As we see in the following stories – Ukraine had inherited a significant natural gas pipeline infrastructure when the Soviet Union fell apart, putting Ukraine into the role of middleman between GAZPROM and its natural gas customers in Europe. A few years ago Ukraine caused some ruckus by increasing the transport price, the price it charges for allowing natural gas to flow through their pipelines, leading to a crisis in Europe.
One result is a pair of pipelines, Nord Stream and South Stream, that bypass Ukraine allowing GAZPROM to sell directly to Europe.
The other result is Ukraine owes a bunch of money to GAZPROM and was looking to either the European Union or Russia for an aid package. They started to make a deal with the EU, and additionally signed deals with Royal Dutch Shell and Chevron under which both companies would begin the exploratory work necessary before going to full scale fracking. By opening their shale gas deposits to fracking, Ukraine would free itself from dependency on Russia.
Then, in late November, Ukraine did a U-Turn choosing to embrace Russia, because Russia offered a bigger aid package. That set off the protests.
Gas Is the Fuel of Ukrainian Foment: In 2005-6 and in 2009, Ukraine saw its natural gas supply from Russia cut off that may have been about natural gas pricing, or else about corruption by then-President Yulia Tymoshenko. Ukraine was offered a $15 billion package by Russia, beating the economic package offered by the European Union, and some of that package will wipe away debt Ukraine owes to GAZPROM.
Ukraine unrest: the energy connection: When the Ukraine agreed to purchasing lower cost natural gas from Russia, it infuriated Pro-Europe factions eventually leading to the fighting and protests. Ukraine didn’t have much option, since it gets 70% of its natural gas from Russia. The dependency goes two ways, because Russia’s GAZPROM is dependent on Ukraine’s natural gas pipelines to sell gas to Europe.
Seven Reasons Why Russia Wants to Keep Ukraine All to Itself: It’s not just about natural gas. However, Ukraine has natural gas pipelines through which GAZPROM has sold gas to Europe in the past. But, Russians see Ukraine as a mini-Russia and as the birthplace of Russian/Ukranian society.
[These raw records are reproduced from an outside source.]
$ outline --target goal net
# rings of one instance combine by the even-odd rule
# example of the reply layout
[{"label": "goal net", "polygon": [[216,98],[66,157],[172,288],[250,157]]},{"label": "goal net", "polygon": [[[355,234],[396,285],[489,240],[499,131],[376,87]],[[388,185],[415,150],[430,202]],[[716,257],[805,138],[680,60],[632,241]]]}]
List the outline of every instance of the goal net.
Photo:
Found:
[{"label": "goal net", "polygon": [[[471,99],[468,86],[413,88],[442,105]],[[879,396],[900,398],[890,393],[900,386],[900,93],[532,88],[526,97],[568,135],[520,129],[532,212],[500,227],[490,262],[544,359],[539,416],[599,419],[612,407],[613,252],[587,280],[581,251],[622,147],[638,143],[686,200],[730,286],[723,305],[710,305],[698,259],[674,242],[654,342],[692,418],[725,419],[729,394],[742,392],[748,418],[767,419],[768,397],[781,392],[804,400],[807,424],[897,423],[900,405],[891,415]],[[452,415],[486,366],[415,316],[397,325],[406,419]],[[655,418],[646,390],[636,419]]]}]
Ukraine owes Russia $2.7bln for gas – Gazprom: More details on the agreements between Russia and the Ukraine.
EU gives Gazprom preliminary ‘OK’ for South Stream gas pipeline: GAZPROM has been working on two gas pipelines that would bypass Ukraine, allowing Russia to directly sell gas to Europe without having to go through the Ukraine. South Stream is one of those, and an agreement was made allowing countries to buy gas through South Stream even though it technically violates EU law.
Ukraine sets back Gazprom profits by 10.5%: This quarter GAZPROM reported a large decline in profits. While the secretive company doesn’t explain the decline, observers believe it was caused by cutbacks in natural gas purchases by Ukraine.
Russia: Ukraine gas debt ‘source of anxiety’: “The growing debt for gas supplies is a source of anxiety,” Dmitry Peskov, spokesman for President Vladimir Putin, told Russia’s Kommersant-FM radio.
Ukraine Signs Drilling Deal With Shell for Shale Gas: In January 2013, Ukraine and Shell signed a deal allowing the company to begin exploratory drilling in the shale gas deposits. That’s the precursor to full scale fracking, and would take a few years before the fields would begin producing. At that time Chevron was trying to also get a deal, but was denied.
Chevron and Ukraine Set Shale Gas Deal: Chevron got their deal in November 2013. This was immediately before Ukraine suddenly performed a U-Turn and embraced Russia, setting off the protests.
THE ECONOMIC AND STRATEGIC IMPLICATIONS OF THE UNCONVENTIONAL OIL AND GAS REVOLUTION: This is a policy paper from the Economics and Security committee of NATO. I haven’t read it in detail yet, but it looks to be a great overview of the Fracking situation in Europe.